If you’re new to my Substack - a quick explainer - when my father died I found a load of my mother’s old Penguins stashed in a cupboard. So I’m reading every single one of them.
Apologies for the gap since the last Penguin Project. I had to read a brick of a book for the Bunker pod which I occasionally host - so other reading had to be set to one side. But here we are, back with another semi brick, a book that is widely regarded as one of the finest novels of the 20th Century.
Written in 1904, Nostromo: A Tale of the Seaboard (to give it its full title) was inspired by the author’s experience serving on a ship in the Gulf of Mexico where he overheard the story of a man who had singlehandedly managed to steal an entire ship worth of silver. In a moment of serendipity, twenty five years later, he found himself in a bookshop where he picked up a travelogue only to discover that the author had worked on a schooner and that the master of that schooner was the very thief who had stolen the silver. And so Nostromo was born.
It’s set in the fictional South American country of Costaguana and, after a lengthy first section that sets up the port town of Sulaco, some rebellion rumblings, a refurbished silver mine and it’s owner Charles Gould, we finally get to meet our titular hero Nostromo.
As you’d expect, he’s a strapping lad and is tasked with saving a huge amount of silver from the grabby hands of marauding revolutionaries. To do so he has to, (you’ve guessed it), take it offshore in a boat. Of course, nothing runs smoothly: the boat is hit at night by a Revolutionary transport but Nostromo and his trusty sidekick, a young journalist called Martin, manage to put the ship ashore on the island of Great Isabel where they deposit the silver and scuttle the boat. Nostromo then manages, like the epic He Man he is, to swim back to Sulaco. He leaves Martin behind on the island who promptly goes mad and shoots himself.

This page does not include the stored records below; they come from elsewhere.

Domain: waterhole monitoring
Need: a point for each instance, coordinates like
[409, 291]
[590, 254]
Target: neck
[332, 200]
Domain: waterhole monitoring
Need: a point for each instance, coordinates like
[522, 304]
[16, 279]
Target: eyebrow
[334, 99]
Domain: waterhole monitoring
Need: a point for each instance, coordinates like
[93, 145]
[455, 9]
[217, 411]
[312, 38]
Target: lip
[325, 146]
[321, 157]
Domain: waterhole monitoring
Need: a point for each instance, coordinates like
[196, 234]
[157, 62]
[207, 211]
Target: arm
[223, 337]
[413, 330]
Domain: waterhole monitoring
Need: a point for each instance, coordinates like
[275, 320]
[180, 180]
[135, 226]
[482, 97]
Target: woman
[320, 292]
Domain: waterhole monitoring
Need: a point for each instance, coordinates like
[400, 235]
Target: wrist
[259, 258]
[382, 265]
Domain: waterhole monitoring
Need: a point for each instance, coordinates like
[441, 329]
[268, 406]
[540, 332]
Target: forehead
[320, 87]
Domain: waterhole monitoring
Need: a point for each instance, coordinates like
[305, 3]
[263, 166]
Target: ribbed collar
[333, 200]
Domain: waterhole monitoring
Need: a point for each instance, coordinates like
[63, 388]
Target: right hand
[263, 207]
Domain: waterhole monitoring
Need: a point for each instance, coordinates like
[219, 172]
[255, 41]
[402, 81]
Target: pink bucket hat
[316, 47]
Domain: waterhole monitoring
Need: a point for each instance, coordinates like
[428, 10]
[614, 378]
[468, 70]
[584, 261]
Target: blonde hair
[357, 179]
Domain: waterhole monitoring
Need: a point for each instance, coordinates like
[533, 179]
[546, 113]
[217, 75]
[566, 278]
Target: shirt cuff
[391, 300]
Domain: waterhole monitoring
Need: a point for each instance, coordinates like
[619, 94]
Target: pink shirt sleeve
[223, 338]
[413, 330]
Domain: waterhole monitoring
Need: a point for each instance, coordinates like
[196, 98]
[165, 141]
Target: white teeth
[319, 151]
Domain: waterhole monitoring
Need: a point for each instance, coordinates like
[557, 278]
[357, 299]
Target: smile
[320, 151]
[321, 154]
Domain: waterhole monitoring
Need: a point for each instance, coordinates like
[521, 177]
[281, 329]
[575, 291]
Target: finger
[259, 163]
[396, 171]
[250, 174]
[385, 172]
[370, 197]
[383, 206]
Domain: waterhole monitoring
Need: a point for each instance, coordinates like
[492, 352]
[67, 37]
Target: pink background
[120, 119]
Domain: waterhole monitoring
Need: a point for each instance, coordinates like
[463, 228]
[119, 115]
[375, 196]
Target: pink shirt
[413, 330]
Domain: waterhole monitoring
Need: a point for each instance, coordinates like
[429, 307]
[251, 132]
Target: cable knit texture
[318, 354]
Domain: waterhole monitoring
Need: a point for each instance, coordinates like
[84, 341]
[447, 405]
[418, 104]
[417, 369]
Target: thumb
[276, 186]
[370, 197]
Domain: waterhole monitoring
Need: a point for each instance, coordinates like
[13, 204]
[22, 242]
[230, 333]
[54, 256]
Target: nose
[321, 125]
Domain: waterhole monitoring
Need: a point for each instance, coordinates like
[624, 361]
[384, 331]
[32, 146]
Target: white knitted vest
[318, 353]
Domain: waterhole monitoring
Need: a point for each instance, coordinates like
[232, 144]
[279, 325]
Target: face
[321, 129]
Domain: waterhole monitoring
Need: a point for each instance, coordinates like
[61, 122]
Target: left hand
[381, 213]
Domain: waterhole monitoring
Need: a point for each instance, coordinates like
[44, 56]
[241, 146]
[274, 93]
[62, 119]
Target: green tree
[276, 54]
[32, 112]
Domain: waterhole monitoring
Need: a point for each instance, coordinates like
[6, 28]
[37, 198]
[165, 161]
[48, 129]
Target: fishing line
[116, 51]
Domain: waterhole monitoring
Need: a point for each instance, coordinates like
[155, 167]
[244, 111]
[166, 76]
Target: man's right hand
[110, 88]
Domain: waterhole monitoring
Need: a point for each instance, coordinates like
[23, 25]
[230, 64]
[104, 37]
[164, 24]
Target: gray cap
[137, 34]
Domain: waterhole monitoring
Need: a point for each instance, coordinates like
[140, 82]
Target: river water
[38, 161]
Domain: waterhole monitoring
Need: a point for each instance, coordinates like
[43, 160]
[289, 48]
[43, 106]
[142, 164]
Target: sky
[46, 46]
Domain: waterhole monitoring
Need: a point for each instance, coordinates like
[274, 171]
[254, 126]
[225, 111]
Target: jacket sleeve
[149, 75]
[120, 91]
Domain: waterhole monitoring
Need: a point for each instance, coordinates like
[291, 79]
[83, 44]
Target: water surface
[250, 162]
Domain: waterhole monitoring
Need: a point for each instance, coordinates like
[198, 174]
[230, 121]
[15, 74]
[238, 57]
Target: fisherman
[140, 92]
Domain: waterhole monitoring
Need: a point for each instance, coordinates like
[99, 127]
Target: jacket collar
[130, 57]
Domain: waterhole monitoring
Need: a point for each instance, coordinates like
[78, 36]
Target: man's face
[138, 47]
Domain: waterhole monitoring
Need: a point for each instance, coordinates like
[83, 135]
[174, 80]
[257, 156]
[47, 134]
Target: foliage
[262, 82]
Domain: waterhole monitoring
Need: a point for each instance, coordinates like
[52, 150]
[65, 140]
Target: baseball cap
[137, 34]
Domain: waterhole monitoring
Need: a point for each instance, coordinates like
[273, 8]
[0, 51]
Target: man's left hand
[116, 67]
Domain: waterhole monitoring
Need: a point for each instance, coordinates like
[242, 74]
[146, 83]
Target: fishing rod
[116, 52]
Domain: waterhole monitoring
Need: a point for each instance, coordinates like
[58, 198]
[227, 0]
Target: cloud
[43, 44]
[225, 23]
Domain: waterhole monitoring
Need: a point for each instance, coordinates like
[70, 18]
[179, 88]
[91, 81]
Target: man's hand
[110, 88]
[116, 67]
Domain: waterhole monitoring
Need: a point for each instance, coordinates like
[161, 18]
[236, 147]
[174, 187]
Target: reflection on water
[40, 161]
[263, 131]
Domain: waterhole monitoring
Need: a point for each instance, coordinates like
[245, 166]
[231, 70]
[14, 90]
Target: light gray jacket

Meanwhile, with the revolution in full flow, Nostromo starts to feel a little jaded and as is is often the way with anyone who has had just about enough of this shit, the previously incorruptible Nostromo turns to the dark side. Travelling back to the island of Great Isabel, he recovers (steals) the silver, ingot by ingot, but everything goes tits up when a lighthouse is built, making it near impossible for him to carry on thieving and one night, he’s mistaken for a trespasser and is shot. The end.
Joseph Conrad was a Polish-British writer who didn’t speak English fluently until into his twenties. Born in Poland, he was an only child to Apollo and Ewa. His father was a political activist and spent much of his time resisting the Russian Empire. This got him into various scrapes and the family were exiled to Vologda, famed for its harsh climate. His sentence was commuted and the family moved to Ukraine but sadly, the better climate was not enough to save Ewa who died of tuberculosis.
In 1869. they moved to Krakow but Apollo also fell foul of tuberculosis and Conrad was orphaned at the age of eleven. Packed off to live with his uncle he was nothing but bother so at the age of 16 he packed his bags and became a sailor in Marseilles where he became firm friends with a Corsican merchant seaman called Dominique Cervoni, who would later become the inspiration for Nostromo. He worked as a sailor until he was 36 but abandoned the sea due to a combination of poor health and an unavailability of ships but the primary reason was that he had become fascinated with writing. His first novel, Almayer’s Folly, was published in 1895 and established him as a teller of romantic and exotic tales, a pigeonhole he was never quite able to shake off. Most of his work, however, appeared in newspapers and magazines and he spent most of his working life requesting advances so he could scrape by. Success finally came knocking in 1913 following the publication of Chance, which ironically, is considered one of his worst novels.
He suffered from gout, depression and neuralgia. He had recurring bouts of malaria. He had a phobia of dysentery and failed to look after his teeth. He attempted suicide when he was 20: he shot himself in the chest but miraculously survived.
He married a working class English woman, Jessie George, in 1896 which was frowned upon by all and sundry but she made him happy so to hell with the lot of them. She would go on to write a cookbook. They had two children. They moved often: every time Conrad had a depressive episode he would move house in an attempt to regenerate himself. He died in 1924, probably of a heart attack, and is buried in Canterbury.
He is considered to be one of the greatest prose poets.
The book was adapted in 1926 as the silent film The Silver Treasure and starred George O Brien. In 1991, David Lean was set to film Nostromo with Steven Spielberg producing but died weeks before principle photography was set to begin. The project withered away. Marlon Brando, Peter O Toole and Isabella Rossellini were set to star so why someone else didn’t take the reins, we will never know.
The spacecraft in Ridley Scott’s Alien is called the Nostromo. It’s also the name of the dark and corrupt city world in Warhammer 40,000.
It's the first Conrad I read and, bizarrely, I remember very little of the plot. This may inspire me to revisit.